De rechtbank heeft bepaald dat [eiser] dit bedrag als voorschot moet deponeren, en dat het voorschot binnen drie weken na ontvangst van de factuur van het Landelijk Dienstencentrum voor de Rechtspraak (LDCR) moet worden voldaan. Indien het voorschot niet tijdig wordt voldaan, zal de zaak worden verwezen naar de rol voor conclusie wegens niet ontvangen deskundigenbericht. De beslissing over het voorschot is uitvoerbaar bij voorraad verklaard. De griffier zal een afschrift van het vonnis aan Kok toezenden. De verdere beslissing in de zaak is aangehouden, wat betekent dat de rechtbank later opnieuw zal oordelen over de zaak.

Uitspraak

vonnis
RECHTBANK DEN HAAG
Team handel
zaaknummer / rolnummer: C/09/599888 / HA ZA 20-928
Vonnis van 7 juni 2023
in de zaak van
[eiser], te [plaats 1],
advocaat: mr.
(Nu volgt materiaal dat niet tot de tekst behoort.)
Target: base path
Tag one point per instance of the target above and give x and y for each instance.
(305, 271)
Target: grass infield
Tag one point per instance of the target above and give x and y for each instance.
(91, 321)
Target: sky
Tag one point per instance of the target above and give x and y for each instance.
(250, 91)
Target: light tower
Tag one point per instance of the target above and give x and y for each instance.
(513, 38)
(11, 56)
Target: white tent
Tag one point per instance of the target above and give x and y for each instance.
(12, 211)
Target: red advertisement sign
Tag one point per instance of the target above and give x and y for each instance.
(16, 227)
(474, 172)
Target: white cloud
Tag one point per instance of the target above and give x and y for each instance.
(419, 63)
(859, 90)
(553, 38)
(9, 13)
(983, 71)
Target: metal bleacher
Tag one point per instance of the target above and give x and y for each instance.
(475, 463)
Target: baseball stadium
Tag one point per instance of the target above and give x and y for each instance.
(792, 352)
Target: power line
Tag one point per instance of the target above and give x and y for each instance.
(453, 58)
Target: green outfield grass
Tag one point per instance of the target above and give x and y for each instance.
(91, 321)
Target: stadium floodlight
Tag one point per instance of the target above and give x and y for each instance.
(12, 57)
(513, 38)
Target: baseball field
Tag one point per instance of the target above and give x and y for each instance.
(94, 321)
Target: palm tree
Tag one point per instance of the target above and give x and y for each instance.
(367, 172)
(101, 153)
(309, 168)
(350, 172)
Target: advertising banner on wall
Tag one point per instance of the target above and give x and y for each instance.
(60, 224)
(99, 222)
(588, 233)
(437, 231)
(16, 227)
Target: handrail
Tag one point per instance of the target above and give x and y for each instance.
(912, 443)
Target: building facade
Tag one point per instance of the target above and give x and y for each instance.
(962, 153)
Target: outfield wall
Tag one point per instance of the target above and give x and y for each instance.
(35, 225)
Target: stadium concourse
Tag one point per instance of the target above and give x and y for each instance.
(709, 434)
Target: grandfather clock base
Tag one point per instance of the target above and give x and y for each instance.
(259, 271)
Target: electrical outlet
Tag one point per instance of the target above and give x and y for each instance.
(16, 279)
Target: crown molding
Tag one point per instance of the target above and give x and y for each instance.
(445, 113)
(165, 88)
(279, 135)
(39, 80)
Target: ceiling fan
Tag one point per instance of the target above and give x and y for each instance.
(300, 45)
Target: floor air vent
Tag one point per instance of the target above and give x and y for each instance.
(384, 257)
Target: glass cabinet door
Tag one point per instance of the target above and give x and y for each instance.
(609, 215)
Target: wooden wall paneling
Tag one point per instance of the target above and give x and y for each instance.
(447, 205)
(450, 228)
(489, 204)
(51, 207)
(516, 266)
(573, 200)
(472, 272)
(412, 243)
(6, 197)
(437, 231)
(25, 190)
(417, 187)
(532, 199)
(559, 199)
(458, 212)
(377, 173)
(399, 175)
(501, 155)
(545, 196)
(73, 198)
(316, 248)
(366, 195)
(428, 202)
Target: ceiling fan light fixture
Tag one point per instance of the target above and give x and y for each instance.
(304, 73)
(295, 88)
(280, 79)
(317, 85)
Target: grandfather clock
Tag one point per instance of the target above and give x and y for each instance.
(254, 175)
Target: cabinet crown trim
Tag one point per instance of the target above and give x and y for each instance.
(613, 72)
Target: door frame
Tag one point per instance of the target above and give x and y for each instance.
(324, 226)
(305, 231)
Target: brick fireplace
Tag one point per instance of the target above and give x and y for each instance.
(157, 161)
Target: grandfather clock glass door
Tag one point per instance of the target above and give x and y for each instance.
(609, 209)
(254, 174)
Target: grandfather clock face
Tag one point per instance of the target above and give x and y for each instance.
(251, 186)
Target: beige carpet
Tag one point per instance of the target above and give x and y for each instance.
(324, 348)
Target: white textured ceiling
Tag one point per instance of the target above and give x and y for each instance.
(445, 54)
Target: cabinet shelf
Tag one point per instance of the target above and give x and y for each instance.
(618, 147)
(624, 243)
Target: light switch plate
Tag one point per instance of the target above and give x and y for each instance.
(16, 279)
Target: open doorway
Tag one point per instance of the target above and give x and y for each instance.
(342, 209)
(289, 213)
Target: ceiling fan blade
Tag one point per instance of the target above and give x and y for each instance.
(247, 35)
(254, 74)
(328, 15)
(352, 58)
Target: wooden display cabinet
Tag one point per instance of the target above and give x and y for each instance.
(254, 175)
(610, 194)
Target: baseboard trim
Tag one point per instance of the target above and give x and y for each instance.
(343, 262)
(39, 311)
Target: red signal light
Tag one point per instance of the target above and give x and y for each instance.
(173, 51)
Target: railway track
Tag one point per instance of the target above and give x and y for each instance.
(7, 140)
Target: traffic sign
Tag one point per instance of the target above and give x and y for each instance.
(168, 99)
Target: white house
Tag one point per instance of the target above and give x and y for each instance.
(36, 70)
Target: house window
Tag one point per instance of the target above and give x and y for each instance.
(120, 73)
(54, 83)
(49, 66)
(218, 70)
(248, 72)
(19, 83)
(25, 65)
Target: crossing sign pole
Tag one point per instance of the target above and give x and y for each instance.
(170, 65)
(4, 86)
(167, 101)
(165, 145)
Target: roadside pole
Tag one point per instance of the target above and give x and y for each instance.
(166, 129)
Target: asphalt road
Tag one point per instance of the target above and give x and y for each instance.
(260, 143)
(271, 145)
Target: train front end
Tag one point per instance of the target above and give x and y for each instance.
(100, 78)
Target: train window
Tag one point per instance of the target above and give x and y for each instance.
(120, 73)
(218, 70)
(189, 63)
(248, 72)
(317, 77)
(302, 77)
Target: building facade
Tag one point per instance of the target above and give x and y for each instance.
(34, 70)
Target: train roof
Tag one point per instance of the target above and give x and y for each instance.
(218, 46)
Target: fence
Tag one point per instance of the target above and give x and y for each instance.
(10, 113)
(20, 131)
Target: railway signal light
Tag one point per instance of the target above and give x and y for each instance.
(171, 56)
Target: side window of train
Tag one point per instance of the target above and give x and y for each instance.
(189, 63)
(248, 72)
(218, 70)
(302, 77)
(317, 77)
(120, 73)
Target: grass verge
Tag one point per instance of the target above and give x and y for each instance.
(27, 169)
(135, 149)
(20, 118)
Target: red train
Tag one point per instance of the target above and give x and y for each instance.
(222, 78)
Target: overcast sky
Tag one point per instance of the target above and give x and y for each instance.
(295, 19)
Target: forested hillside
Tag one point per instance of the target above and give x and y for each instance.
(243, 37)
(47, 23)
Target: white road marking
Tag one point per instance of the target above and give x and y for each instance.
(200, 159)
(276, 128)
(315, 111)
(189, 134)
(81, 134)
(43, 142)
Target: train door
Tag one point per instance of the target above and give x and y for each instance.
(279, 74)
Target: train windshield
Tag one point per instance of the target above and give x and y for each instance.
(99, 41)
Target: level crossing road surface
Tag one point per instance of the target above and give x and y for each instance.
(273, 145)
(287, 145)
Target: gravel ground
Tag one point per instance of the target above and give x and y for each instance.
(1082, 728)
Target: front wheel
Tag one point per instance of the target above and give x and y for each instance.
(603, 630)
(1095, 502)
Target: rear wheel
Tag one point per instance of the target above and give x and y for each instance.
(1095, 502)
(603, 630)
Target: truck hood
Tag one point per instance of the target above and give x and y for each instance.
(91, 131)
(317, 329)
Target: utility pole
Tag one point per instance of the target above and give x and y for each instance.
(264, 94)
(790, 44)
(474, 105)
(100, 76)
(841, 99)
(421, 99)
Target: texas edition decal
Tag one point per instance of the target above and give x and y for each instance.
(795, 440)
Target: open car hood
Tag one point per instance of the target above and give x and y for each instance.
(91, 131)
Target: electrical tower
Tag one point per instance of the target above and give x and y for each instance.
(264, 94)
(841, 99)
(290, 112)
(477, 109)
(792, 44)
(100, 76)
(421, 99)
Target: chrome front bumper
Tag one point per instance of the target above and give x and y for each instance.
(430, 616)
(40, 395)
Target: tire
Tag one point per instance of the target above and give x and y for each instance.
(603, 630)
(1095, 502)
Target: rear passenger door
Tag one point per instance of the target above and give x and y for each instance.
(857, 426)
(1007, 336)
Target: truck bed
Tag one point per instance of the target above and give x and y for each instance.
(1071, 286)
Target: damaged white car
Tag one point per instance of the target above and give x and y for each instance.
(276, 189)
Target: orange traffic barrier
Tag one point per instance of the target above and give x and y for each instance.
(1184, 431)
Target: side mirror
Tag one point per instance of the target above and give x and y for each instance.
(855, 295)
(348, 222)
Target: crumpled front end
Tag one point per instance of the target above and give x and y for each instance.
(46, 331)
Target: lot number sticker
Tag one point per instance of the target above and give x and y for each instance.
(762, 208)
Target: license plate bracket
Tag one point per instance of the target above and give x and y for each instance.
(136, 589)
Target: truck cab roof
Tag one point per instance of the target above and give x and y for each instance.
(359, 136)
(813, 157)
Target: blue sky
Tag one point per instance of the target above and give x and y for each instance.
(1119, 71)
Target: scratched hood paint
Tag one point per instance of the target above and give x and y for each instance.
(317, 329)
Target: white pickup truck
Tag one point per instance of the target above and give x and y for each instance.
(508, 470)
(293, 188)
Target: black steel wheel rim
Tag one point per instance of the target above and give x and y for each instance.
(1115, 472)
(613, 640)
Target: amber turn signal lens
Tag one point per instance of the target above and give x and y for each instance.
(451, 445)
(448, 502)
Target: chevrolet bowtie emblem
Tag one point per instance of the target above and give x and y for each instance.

W.J. Vroegindeweij, te Katwijk,
eiser,
tegen
de besloten vennootschap met beperkte aansprakelijkheid
[gedaagde] MAKELAARDIJ B.V., te [plaats 1],
advocaat: mr. D.J. Wolf, te Rotterdam,
gedaagde.
Partijen worden hierna [eiser] en [gedaagde] genoemd.

1.De procedure

1.1.
Het verloop van de procedure blijkt uit:
- het tussenvonnis van 31 augustus 2022 en de daarin genoemde stukken;
- de correspondentie met partijen per e-mail over de validatie van het deskundigenrapport.
1.2.
Hierna is een datum voor vonnis bepaald.

2.De verdere beoordeling

2.1.
In het tussenvonnis van 31 augustus 2022 (hierna: het tussenvonnis) heeft de rechtbank de heer R. Kok (hierna: Kok) als deskundige benoemd om de oppervlakte en de waarde van de woning waarover deze zaak gaat vast te stellen.
2.2.
In het tussenvonnis is ervan uitgegaan dat het NWWI het deskundigenrapport van Kok zou valideren. In de praktijk is dat bij dit rapport niet mogelijk gebleken. Kok heeft de rechtbank meegedeeld dat de NRVT richtlijnen, waaraan hij gebonden is, voorschrijven dat een niet-gevalideerd rapport moet worden voorzien van een plausibiliteitsverklaring, af te geven door een controlerend taxateur. Gelet hierop heeft de rechtbank Kok gevraagd een controlerend taxateur in te schakelen en een begroting te verstrekken van de kosten die daarmee gemoeid zullen zijn.
2.3.
Kok heeft mevrouw [naam], verbonden aan A44 taxateurs B.V., bereid gevonden om als controlerend taxateur op te treden. Zij heeft haar kosten begroot op
€ 907,50, inclusief BTW. Partijen zijn in de gelegenheid gesteld zich hierover uit te laten en hebben aangegeven geen bezwaar te hebben. Het voorschot zal worden begroot op € 907,50
en zal, in aansluiting op het tussenvonnis, door [eiser] moeten worden gedeponeerd. Het voorschot zal worden verstrekt aan Kok.
2.4.
In hun conclusie na deskundigenbericht zullen partijen kunnen ingaan op de inhoud van de plausibiliteitsverklaring.
2.5.
Iedere verdere beslissing wordt aangehouden.

3.De beslissing

3.1.
bepaalt dat Kok mevrouw [naam], verbonden aan A44 taxateurs B.V. zal inschakelen voor de afgifte van een plausibiliteitsverklaring;
3.2.
bepaalt dat [eiser] een bedrag van € 907,50 (inclusief BTW), als voorschot van de kosten van mevrouw [naam] dient te deponeren. Hiertoe ontvangt [eiser] separaat een factuur van het Landelijk Dienstencentrum voor de Rechtspraak (LDCR);
3.3.
bepaalt dat het voorschot binnen drie weken na ontvangst van de factuur van het LDCR dienen te worden voldaan;
3.4.
bepaalt dat indien het voor voorschot niet tijdig wordt voldaan, de zaak wordt verwezen naar de rol voor conclusie wegens niet ontvangen deskundigenbericht;
3.5.
verklaart de beslissing over het voorschot uitvoerbaar bij voorraad;
3.7.
bepaalt dat de griffier een afschrift van dit vonnis aan Kok zal toezenden;
3.8.
houdt iedere verdere beslissing aan.
Dit vonnis is gewezen door mr. D.R. Glass en in het openbaar uitgesproken op 7 juni 2023.